Netanyahu’s policy is “not to meet foreign visitors who, on diplomatic trips to Israel, meet with groups that slander IDF soldiers as war criminals. Diplomats are welcome to meet with representatives of civil society but Prime Minister Netanyahu will not meet with those who lend legitimacy to organizations that call for the criminalization of Israeli soldiers,” the statement continued.
Most Moral Army in the World
Gabriel did meet with Israeli President Reuven Rivlin, who told him that while Israel was open to criticism from time to time, it must be based on reality, intimating that the attacks leveled by Breaking the Silence and B’Tselem are based on false premises.
“Our army is the most moral army in the world,” Rivlin told Gabriel. “It is an army made up of all our children.
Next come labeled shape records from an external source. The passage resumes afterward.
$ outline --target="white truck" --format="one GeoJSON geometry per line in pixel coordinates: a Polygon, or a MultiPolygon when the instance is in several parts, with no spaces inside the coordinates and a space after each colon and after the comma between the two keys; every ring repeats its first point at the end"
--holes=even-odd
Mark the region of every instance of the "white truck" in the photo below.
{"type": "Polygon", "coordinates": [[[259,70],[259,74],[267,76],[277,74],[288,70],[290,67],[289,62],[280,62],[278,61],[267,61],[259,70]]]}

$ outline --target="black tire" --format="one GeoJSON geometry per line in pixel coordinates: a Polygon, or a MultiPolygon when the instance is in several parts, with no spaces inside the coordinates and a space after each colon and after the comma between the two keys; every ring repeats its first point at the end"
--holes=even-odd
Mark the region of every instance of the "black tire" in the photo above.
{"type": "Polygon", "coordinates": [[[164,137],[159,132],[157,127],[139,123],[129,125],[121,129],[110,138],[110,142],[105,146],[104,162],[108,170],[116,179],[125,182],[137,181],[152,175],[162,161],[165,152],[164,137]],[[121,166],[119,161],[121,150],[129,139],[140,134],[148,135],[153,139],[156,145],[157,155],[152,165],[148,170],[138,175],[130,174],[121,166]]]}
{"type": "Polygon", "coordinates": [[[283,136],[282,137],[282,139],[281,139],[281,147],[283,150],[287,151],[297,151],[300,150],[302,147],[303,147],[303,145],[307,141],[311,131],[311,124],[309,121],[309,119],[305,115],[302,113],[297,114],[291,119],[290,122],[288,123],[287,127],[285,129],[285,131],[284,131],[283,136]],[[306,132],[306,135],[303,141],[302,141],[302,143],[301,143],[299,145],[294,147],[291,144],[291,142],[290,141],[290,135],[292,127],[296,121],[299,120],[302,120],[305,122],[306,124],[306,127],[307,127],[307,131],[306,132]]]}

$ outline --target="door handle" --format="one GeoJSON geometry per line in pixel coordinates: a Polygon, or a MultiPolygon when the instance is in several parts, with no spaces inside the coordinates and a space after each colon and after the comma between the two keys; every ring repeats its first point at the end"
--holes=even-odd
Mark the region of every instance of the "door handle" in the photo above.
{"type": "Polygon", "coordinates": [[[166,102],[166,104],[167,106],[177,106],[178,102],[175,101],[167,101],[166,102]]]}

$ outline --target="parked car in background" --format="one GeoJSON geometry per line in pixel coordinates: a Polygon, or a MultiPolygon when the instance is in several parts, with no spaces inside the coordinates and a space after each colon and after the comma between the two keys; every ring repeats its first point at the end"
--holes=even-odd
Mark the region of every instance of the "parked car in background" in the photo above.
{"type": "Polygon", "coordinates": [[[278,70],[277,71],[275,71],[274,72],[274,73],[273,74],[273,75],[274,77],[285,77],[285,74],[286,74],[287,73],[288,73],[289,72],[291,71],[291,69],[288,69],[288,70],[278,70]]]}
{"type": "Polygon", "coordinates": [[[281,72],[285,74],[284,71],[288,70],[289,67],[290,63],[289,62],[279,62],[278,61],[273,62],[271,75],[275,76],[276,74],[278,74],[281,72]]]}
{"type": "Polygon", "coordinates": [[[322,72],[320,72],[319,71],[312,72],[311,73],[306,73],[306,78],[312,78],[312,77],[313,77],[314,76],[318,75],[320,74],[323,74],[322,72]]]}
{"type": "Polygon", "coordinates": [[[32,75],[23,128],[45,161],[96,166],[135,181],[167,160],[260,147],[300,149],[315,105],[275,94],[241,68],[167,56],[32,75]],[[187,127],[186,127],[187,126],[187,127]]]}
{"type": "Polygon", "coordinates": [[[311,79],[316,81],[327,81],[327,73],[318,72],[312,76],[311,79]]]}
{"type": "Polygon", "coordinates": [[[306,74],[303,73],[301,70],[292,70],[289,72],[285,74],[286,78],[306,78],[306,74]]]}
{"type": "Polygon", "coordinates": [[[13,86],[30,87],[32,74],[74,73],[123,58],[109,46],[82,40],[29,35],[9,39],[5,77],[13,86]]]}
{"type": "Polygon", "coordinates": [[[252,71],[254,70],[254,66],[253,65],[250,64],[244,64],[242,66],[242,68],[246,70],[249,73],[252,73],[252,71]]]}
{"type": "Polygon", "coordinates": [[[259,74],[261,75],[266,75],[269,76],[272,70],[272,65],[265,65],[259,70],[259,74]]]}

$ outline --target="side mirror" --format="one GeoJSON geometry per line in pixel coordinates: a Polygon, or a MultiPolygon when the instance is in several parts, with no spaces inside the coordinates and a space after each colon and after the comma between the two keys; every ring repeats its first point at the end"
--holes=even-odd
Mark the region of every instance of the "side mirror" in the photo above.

We know how to maintain our army as the most moral in the world, and we will continue to do so.”
“We know very well the importance of preserving human life, also when we are talking about the lives of citizens of enemy states, and so we reach out our hands and do all we can to aid the victims of the atrocities just over the border, even when other states who sanctify morality in their words don’t lift a finger,” he said in veiled criticism of many countries that habitually condemn Israel.
Breaking the Silence, an anti-Israel organization, is comprised of veteran IDF combatants who have served since the start of the Second Intifada and are ostensibly committed “to expose the Israeli public to the reality of everyday life in the Occupied Territories.” They are financed by foreign bodies and countries, including Germany.
While claiming that their goal is to “raise awareness over the everyday reality of serving in the [so-called] occupied territories and to create a discussion about the cost of military control over a civilian population for so many years,” the NGO refuses to post the names of the soldiers who testify.
B’tselem, supposedly a human-rights organization, is known to publish propaganda against the Jewish state and the IDF.